We focus on the use of virtual and augmented reality technologies in the sales tools (vs marketing gimmicks), and are always keen to understand how the consumers use the applications, routinely studying the consumer behaviour in order to identify behavioural changes and to analyse the effects of new features and technologies (e.g removing the plugin requirements).

In one of our consumer behaviour studies we recently wanted to analyse how well the technology has maintained its relevance to the consumers once the excitement of the new, shiny toy, has worn off - if it indeed has. We did this by comparing recent consumer behaviour from some of our long time customers - with 4-6 years of application use - to the same characteristics after the capability launch (sample size of 100k sessions from May). The results are, at least in our opinion, nothing short of impressive.
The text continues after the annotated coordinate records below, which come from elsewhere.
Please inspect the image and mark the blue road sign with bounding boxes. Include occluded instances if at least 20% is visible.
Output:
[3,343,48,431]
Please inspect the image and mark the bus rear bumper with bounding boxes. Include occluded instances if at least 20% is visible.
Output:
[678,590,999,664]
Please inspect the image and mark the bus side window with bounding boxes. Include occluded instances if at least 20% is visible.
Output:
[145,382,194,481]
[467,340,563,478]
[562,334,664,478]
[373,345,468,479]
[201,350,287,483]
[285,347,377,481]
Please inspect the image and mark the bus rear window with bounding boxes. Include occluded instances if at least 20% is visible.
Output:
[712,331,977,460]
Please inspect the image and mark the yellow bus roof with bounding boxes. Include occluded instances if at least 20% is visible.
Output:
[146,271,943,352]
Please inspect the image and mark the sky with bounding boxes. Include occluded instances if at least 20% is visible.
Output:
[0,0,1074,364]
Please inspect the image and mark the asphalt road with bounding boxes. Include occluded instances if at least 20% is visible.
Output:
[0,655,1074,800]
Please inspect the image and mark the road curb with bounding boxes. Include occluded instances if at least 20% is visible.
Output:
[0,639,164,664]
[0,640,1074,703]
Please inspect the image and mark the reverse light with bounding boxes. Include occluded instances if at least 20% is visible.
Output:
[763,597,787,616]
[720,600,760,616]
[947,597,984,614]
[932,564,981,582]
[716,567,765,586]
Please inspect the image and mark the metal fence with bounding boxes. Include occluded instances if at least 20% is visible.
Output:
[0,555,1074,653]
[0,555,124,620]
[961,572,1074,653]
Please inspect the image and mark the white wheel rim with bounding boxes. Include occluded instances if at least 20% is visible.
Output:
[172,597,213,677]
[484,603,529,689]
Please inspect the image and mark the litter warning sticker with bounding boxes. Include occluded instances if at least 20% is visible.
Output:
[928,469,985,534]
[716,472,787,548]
While some consumer behaviour differences exist between applications (virtual reality, augmented-reality, live-AR) and client types (PC, tablet, phone), we found that on a high level:

Consumer Use Has Remained Consistent

  • The customer take-up varies mostly based on the linkage to the purchase cycle and promotion (18.5%-40.2%),and after the initial fast ramp-up, the use typically continues to increase gradually (suggesting a relatively high Bass innovation coefficient).
  • The support of tablet applications typically increased the application use by 15%-20%.

Consumers Have Remain Engaged

  • Average session length has remained consistent at 22mins 36s (longest sessions over 4.5hrs!) and the standard deviation at 6min 6s.
  • The engagement is similar across all device types with even iPhone (a bit to our surprise) having a session length of 20min 30s.
  • The live-augmented reality sessions tend to be shorter than the VR and AR sessions. We believe that this is due to the consumer spending more time in the design sessions while the live-AR feature is typically used only for the final verification of products and colours in the real environment.

Consumers Continue To Design With The Apps

  • 35% of all sessions involve modular products and on average 2 products (highest 18) per session.
  • When designing with modular products the consumer on average uses 8.8 elements during a session (highest 406 over multiple products).
  • On average consumer tries 4.3 different fabrics (highest 313 fabrics during as session).